A Dataset for Tackling Gender Bias in Text
We are a team of research interns taking part in the humanitarian AI internship at Mila (Quebec Institute of Learning Algorithms) and our goal is to detect and correct gender bias in text with machine learning (a branch of artificial intelligence). We started this project during the AI for Social Good Lab and would like to extend our gratitude towards the creation of this program.

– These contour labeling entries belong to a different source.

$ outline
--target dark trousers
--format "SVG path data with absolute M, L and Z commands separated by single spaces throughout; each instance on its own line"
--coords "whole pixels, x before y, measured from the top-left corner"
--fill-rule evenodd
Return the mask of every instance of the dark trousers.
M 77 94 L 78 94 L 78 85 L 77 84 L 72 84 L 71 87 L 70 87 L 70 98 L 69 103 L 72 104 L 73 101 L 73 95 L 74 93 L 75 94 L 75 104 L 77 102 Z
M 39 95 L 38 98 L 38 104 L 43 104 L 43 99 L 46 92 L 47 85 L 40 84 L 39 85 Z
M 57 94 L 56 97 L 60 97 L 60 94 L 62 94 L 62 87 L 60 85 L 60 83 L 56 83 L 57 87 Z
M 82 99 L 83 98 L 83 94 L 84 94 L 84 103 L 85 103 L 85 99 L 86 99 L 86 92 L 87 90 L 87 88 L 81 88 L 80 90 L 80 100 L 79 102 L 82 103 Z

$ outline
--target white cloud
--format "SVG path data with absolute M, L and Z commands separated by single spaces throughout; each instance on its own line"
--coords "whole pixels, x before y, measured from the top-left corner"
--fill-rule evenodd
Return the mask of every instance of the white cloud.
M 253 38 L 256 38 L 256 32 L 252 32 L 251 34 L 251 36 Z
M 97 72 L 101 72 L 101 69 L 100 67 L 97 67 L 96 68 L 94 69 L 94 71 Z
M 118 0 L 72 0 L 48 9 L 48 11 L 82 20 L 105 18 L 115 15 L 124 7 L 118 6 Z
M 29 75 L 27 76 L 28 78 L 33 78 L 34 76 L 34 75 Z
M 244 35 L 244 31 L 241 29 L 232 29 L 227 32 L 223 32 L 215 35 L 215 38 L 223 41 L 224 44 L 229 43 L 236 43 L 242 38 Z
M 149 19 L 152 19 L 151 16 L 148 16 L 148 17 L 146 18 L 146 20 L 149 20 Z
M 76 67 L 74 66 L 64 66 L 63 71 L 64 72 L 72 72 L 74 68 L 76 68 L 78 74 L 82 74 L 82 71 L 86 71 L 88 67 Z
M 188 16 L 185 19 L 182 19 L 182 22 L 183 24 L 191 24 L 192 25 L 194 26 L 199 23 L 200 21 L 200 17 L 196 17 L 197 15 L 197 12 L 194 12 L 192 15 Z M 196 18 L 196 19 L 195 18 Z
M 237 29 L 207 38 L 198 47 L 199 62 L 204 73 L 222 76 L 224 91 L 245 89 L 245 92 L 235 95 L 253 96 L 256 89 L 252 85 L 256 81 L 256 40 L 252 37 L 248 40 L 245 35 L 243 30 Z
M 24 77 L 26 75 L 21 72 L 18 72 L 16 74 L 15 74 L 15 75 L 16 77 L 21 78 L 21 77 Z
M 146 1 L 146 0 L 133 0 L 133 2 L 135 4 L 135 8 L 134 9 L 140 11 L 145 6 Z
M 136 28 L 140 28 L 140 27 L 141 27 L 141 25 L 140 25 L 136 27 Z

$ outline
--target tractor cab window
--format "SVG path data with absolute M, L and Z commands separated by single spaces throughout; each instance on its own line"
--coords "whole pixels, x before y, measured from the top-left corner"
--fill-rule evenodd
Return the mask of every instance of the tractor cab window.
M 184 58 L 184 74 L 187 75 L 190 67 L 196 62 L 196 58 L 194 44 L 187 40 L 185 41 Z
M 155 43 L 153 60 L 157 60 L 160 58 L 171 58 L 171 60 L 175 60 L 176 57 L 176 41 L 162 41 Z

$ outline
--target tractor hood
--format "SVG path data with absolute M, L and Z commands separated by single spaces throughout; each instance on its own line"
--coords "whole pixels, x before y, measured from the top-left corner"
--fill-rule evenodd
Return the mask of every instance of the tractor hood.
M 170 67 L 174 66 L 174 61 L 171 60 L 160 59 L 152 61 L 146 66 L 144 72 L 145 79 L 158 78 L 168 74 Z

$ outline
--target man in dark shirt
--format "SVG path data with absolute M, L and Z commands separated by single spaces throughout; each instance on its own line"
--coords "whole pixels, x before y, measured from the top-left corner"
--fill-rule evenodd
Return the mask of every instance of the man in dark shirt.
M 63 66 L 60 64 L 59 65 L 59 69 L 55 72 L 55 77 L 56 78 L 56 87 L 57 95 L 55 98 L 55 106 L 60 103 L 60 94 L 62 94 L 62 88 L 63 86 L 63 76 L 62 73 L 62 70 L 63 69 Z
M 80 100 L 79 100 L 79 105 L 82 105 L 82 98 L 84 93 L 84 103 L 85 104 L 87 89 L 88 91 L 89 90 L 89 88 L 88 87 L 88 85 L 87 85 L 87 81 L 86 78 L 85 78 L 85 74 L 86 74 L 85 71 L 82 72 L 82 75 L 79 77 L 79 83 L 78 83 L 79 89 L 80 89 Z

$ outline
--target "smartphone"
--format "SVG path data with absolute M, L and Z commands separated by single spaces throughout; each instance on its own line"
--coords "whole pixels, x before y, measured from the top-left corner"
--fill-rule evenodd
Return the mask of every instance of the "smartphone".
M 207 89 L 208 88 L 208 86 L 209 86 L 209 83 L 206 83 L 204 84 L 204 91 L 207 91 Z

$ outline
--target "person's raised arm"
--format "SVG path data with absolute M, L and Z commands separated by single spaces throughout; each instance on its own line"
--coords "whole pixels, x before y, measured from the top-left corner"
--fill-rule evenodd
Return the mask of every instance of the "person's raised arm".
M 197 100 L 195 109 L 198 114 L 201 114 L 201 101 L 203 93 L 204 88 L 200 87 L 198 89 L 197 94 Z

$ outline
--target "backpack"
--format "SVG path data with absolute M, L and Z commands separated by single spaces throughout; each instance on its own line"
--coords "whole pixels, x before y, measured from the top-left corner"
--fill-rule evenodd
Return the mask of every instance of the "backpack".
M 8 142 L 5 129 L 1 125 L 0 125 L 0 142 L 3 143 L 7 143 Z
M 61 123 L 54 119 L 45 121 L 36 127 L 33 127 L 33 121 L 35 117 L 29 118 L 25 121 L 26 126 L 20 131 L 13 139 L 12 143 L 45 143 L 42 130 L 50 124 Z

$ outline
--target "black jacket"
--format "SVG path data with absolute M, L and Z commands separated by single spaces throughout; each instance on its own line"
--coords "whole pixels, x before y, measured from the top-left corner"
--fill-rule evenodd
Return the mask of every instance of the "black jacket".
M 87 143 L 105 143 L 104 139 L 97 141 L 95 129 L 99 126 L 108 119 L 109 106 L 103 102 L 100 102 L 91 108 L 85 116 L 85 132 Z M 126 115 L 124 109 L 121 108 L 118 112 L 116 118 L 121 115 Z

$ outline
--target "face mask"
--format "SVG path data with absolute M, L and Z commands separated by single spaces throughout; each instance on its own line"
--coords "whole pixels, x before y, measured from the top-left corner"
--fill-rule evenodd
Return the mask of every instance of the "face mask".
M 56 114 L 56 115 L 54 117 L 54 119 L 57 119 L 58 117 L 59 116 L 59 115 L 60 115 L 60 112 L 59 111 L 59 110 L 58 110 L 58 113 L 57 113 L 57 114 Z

Most work related to gender bias within the machine learning community is focused on debiasing existing models such as word embeddings, coreference resolution and captioning. We propose to build a dataset from which a model can be trained to detect gender bias in text. During our first prototype, this website allowed for sentences to be labeled via crowdsourcing. Each participant labeled 10 sentences and after 7 days of being deployed a total of 365 participants were reached. The two major takeaways after this first experiment were that binary labeling is hard for labelers and gender bias is misunderstood. Therefore, we suggest finding a gender bias definition from experts to better guide the labelers. With a linguistic approach, we would like to augment existing text data and scrape the web to acquire a larger set of sentences.
Our second crowdsourcing prototype launched at the end of November 2018.
A model trained on a robust gender bias dataset could directly address the negative preconceived ideas people have about gender and guide human judgments by recognizing their gender biases. This could then initiate reflections on gender-sensitive topics and empower the movement of fairness and equity for all genders.